Gülen cemaatini "ABD’nin bir projesi" olarak değerlendiren Oğan, "12 Eylül Darbe Yönetimi ABD’nin Soğuk Savaş stratejisi çerçevesinde geliştirdiği 'yeşil kuşak' ve 'ılımlı İslam' projesinin ilk ayağını Fethullah Gülen ile hayata geçirmiştir" dedi. Oğan, 90'lı yıllarda cemaati oy deposu olarak gören ve işbirliği yapan Kasım Gülek, Süleyman Demirel ve Tansu Çiller ile cemaatten isimlerin siyasete sızdığını anlattı. Oğan, “Eğer hırsız içeride değilse kapıyı cemaate kim açıyor” sorusunu yanıtlarken, “Cemaat her zaman kapıdan girmiyor ki. Kapıdan almazsanız pencereden giriyor. Pencereyi kapatırsanız bacadan sızıyor ama her şekilde az ya da çok sızıyor.

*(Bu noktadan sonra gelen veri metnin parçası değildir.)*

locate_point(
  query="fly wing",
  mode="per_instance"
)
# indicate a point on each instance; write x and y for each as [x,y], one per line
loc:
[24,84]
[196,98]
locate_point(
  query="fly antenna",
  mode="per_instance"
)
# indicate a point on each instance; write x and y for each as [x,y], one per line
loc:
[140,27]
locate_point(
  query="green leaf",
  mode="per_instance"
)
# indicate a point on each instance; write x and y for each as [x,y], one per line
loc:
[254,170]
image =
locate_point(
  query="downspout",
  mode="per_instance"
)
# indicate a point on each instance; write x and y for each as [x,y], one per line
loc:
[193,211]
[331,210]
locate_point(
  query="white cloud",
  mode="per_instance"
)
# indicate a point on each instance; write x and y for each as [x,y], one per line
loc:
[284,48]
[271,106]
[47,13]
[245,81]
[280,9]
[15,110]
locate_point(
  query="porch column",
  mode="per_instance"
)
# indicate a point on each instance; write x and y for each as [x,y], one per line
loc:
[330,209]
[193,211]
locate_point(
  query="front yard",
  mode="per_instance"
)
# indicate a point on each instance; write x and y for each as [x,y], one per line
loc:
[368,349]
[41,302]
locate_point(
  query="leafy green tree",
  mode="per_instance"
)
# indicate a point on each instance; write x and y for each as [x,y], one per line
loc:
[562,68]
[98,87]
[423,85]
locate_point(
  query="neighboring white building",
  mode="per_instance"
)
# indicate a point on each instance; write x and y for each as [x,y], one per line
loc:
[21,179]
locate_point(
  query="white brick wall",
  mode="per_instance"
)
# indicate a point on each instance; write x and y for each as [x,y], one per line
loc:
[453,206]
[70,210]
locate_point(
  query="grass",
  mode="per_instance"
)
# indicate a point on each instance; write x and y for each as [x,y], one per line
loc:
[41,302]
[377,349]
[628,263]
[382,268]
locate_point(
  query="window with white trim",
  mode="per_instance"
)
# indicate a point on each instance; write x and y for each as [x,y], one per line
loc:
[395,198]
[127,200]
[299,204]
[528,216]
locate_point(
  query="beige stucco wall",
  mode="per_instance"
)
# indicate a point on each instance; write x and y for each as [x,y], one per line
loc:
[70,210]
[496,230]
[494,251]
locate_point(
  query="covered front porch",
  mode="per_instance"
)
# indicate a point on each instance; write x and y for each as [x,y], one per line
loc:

Cemaatin AKP’ye sızmasını buna örnek gösterebiliriz. Bunu önlemek çok kolay değil. Ancak asgaride tutabilirsiniz. Önemli olan partilerin liderlik mekanizmalarının kapıyı, pencereyi ve bacayı tıkayacak iradeyi göstermesi ve sızıntılara karşı uyanık olabilmesidir” görüşünü dile getirdi.

"ÜLKÜCÜ GÖRÜNÜMÜNE BÜRÜNDÜLER"

Sinan Oğan, kendisini gizleyen cemaat mensuplarının ülkücü görünümüne büründüğünü iddia ederek, "devlette, ticarette ve siyasetteki rekabet ve hesaplaşmanın cemaat tehdidi üzerinden yürütülmeye başlanması halinde bundan kripto cemaat unsurlarının yanı sıra masum insanların da tasfiye edilerek zarar görebileceğine" işaret etti. Oğan, şunları söyledi: “Bu yükü hiçbir sorumlu siyasetçi kaldıramaz. Adı ister PKK olsun ister cemaat olsun devlet 'ortak' kabul etmez. Bu nedenle devletin başladığı bu çevre temizliği bir an evvel tamamlanarak sonuçlanmalı, toplumda güven yeniden tesis edilmelidir. Bununla beraber Paralel Yapı mensuplarının çok hızlı adapte olduklarını ve başka kılıklara girebildiklerini de görüyoruz. Cemaatin mensuplarının özellikle sosyal medyada çok etkili olduğu, bu süreçler sonunda isim ve şekil değiştirerek ülkücü görünüme büründüğünü görmekteyiz. Bu çevrelerin şahsımı da hedef alır şekilde MHP kongresi sürecine müdahil olmaya çalıştıklarını ve şahsımıza karşı da bu sahte hesaplar üzerinden bir itibarsızlaştırma kampanyası yürüttüğünün de farkındayız.”